Günter Benser: Ulbricht vs. Adenauer. Zwei Staatsmänner im Vergleich, spotless im Verlag Das Neue Berlin, Berlin 2015, 125 Seiten
Rezension zuerst erschienen auf der Homepage der LINKEN Bremen.
Nach heute gängigem Geschichtsbild war Konrad Adenauer ein großer Staatsmann, derjenige, der die Bundesrepublik an den Westen gebunden und den Weg der Freiheit bereitet hat. Leise Kritik an ihm vernimmt man höchstens in Bezug auf den laschen Umgang mit Naziverbrechern. Das „Wirtschaftswunder“, die (West-)Europäische Annäherung und die „Heimkehr der Zehntausend“ 1955 aus sowjetischer Kriegsgefangenschaft überstrahlen jedoch diesen „Makel“.
Im Gegensatz dazu wird der erste starke Mann im anderen deutschen Teilstaat heute auf sein Zitat „Niemand hat die Absicht, eine Mauer zu errichten“ und auf seine oft parodierte sächsische Fistelstimme reduziert. Als erfolgreichen, ernstzunehmenden Staatsmann betrachtet man ihn nicht. Dieses Bild existierte schon in der alten Bundesrepublik und wurde nach 1990 gesamtdeutsch fortgeschrieben – auch weil viele Ostdeutsche Ulbricht ebenfalls nicht mochten und deshalb nicht verteidigten.

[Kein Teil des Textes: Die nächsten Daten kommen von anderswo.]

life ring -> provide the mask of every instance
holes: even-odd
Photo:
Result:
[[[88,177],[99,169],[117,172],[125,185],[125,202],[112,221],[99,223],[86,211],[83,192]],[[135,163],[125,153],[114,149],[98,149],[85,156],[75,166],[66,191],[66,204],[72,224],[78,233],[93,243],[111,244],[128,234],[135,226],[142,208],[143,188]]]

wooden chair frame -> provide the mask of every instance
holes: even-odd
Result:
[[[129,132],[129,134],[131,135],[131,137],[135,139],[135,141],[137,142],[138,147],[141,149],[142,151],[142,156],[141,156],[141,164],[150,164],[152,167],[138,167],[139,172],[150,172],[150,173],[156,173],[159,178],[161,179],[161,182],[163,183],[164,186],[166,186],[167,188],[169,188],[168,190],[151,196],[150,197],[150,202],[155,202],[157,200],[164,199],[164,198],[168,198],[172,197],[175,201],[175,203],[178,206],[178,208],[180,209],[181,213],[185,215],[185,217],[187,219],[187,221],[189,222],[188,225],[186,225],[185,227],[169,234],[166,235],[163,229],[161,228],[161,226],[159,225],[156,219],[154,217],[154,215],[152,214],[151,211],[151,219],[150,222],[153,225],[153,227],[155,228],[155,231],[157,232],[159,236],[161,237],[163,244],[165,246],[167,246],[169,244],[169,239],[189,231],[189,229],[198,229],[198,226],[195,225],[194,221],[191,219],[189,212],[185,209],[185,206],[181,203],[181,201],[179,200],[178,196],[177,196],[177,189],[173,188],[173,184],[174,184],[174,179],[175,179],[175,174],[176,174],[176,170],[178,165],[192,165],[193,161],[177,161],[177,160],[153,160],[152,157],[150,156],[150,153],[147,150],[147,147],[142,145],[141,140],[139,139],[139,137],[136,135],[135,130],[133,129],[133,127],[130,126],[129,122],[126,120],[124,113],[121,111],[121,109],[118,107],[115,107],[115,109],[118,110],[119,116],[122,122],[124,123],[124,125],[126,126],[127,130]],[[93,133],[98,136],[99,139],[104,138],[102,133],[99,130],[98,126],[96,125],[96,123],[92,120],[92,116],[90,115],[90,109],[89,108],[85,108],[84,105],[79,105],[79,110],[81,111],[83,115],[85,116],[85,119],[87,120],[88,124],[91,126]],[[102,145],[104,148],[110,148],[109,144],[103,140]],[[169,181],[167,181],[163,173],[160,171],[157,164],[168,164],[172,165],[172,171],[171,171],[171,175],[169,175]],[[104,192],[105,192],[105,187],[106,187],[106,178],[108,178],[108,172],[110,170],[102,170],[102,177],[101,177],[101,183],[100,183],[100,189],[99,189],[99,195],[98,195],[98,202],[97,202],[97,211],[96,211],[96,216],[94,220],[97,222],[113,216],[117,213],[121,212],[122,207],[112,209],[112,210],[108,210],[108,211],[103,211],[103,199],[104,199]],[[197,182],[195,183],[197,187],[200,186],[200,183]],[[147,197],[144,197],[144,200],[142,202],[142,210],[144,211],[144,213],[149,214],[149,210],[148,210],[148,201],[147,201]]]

Eine Geschichte seines (politischen) Lebens ohne Hervorhebung oder Apologetik von zuhauf begangenem Unrecht fällt bis heute nicht leicht, wird Ulbricht doch unmittelbar mit dem 17. Juni, mit Mauerbau und Mauertoten, sowie dem Kahlschlagplenum 1965 in Verbindung gebracht. Für heutige und zukünftige Linke gilt er nicht als Bezugsperson – im Gegenteil.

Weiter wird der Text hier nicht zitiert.